What makes the cost-effectiveness calculations especially problematic is that many cases of prostate cancer are best left ignored; they are innocuous and unlikely to kill a man unless he lives to be 200, said Paul F. Schellhammer, a former president of the American Urological Association and a member of the team that developed the new guidelines.

Where the balance of judgment in many countries with pressing health needs might be not to intervene at all, Schellhammer said doctors and patients in the United States tend to err on the side of doing something, rather than waiting to see what happens. As a result, he said, large numbers of men undergo surgery or radiation treatment for prostate cancer for what might be little benefit.

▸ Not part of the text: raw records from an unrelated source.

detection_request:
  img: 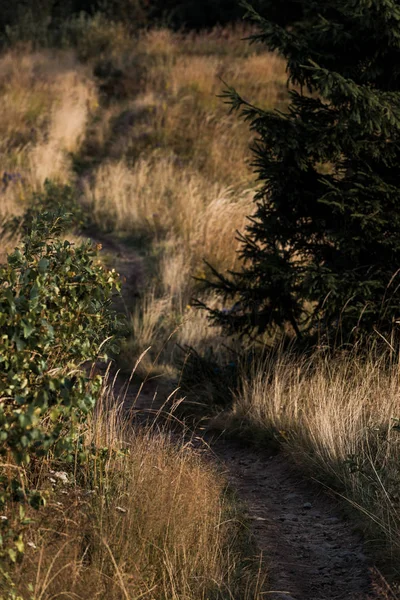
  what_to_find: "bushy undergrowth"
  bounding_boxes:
[0,213,119,596]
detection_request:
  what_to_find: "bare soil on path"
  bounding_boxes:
[96,236,390,600]
[211,439,389,600]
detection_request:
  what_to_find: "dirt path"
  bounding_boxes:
[211,440,387,600]
[96,236,394,600]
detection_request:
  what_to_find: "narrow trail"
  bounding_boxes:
[211,440,384,600]
[95,236,388,600]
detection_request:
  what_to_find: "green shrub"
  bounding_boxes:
[0,212,119,598]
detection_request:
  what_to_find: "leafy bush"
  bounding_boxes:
[0,212,119,597]
[1,179,89,236]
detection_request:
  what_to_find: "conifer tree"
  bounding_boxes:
[206,0,400,339]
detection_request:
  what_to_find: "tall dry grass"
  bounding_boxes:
[9,382,262,600]
[231,352,400,565]
[79,28,287,366]
[0,49,97,216]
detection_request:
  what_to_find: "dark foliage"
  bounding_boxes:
[205,0,400,340]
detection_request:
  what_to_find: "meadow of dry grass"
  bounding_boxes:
[0,19,400,600]
[0,21,278,600]
[225,351,400,573]
[7,380,262,600]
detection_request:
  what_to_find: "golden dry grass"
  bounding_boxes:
[8,384,262,600]
[227,352,400,563]
[0,50,97,216]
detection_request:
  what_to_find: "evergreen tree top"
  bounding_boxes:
[206,0,400,337]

The problem is that scientists do not have a good way right now of telling which prostate cancers require urgent care and which are best ignored. Two large studies are underway to figure out whether regular screening pays off. Unlike the studies conducted so far, the new studies, whose results are not expected for a few years, will measure whether men who are regularly screened have a lower risk of death than those who are not, and the new studies will try to answer the question of whether intensive screening and treatment are worthwhile.

Experts who wrote the new guidelines said that their intent was not just to lower the number of deaths but also to lower the number of people diagnosed with innocuous cases of the illness. If administration of the drug not only lowered the number of prostate cancer cases but also reduced the number of unnecessary treatments, doctors would essentially get a "twofer" -- fewer false positives and fewer false negatives. Men being treated with finasteride also experience fewer urological problems, so the drug could be a threefer.

Kramer said that the medical associations thought that the cost-benefit ratio of using finasteride was positive only for men being regularly screened for prostate cancer, but not for men who did not undergo regular screening.

Howard M. Sandler, a radiation oncologist at Cedars-Sinai Medical Center and a spokesman for the American Society for Clinical Oncology, said that he would himself consider taking the medication on a trial basis: "If I tried the medication for a month or two and I got side effects, then for me, personally, the benefit would not be worth the risk," he said. "But if I was not suffering any side effects, I might consider taking the pill. . . . I might sleep a little easier at night."